Перед тем как ответить, Эрза вновь скорчил потешную рожицу. «Улыбается, — удивился Дьяченко. — Ну и дела!» Добродушное настроение карлика никак не вязалось с его недавним желанием убить Вальку.
— Гномы, человече, живут лишь в ваших выдумках и фантазиях. Я Эрза. Из рода астроваров.
— Астро… как, не понял? — у Дьяченко брови поползли вверх. Погоди, где-то я уже слышал про таких. Ты што… оттуда прилетел? — Валька с многозначительным видом ткнул указательным пальцем в рваный зев лукра, в который был виден неизменный серо-синий свод. — Я говорю, ты со звезды какой прилетел?
— Астровары — сами себе звезды и та жизнь, что их населяет.
— Круто закрутил. И все-таки, как это понимать? Вы настолько независимы и ни в ком не нуждаетесь? Зачем же ты тогда хотел меня уби…
Эрза не дал Вальке договорить. Он стремительно поднял крошечные ручки, широченные рукава немедленно скатились, обнажив до локтя руки и… два хвостообразных конца, торчавших из-за пальцев. «Мать твою! Это ж хлыст! Да не один!» — Дьяченко попятился было назад, да тут же уперся спиной в стену. С резким угрожающим свистом хлысты буквально выстрелили из рукавов карлика и уже в следующую пару секунд туго обвили шею и пояс человека. Тот и пискнуть не успел!

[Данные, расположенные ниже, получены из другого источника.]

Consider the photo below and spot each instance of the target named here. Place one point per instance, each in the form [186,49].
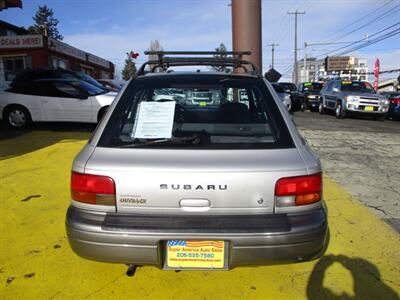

— Ты меня задушиш-ш-шь, ир-р-род проклятый, — прохрипел Валька. Астровар, не обращая на него внимания, начал втягивать хлысты обратно в рукава. У Вальки от такого зрелища чуть глаза на лоб не повылазили. Живые канатики натянулись, в рукавах на уровне плеч что-то задвигалось, кажется, даже закрутилось, будто там заработали две миниатюрные лебедки. Крепко схваченный хлыстами, Дьяченко с ужасом наблюдал, как медленно приближается к нему раскрасневшаяся, ставшая похожей на переспелую тыкву харя карлика. «Черт, что он собирается со мной делать?!»
— Я покажу тебе мой мир. Наши миры, — ответил на немой вопрос человека астровар. Он замер, уткнувшись кончиком приплюснутого носа в Валькин нос, упершись тяжелыми башмаками в его грудь. — Гляди, человече! Гляди до тех пор, пока миры не выстроятся в одну ось!
С этими словами Эрза моргнул. Его пухлые веки, больше похожие на губы ребенка, жадно сомкнулись на правом глазе Дьяченко, будто спешили проглотить его. От неожиданности Валька вскрикнул, но в следующее мгновение увидел такое, что заставило его позабыть об утраченном глазе. Он словно заглянул в чужую душу. В буквальном смысле заглянул.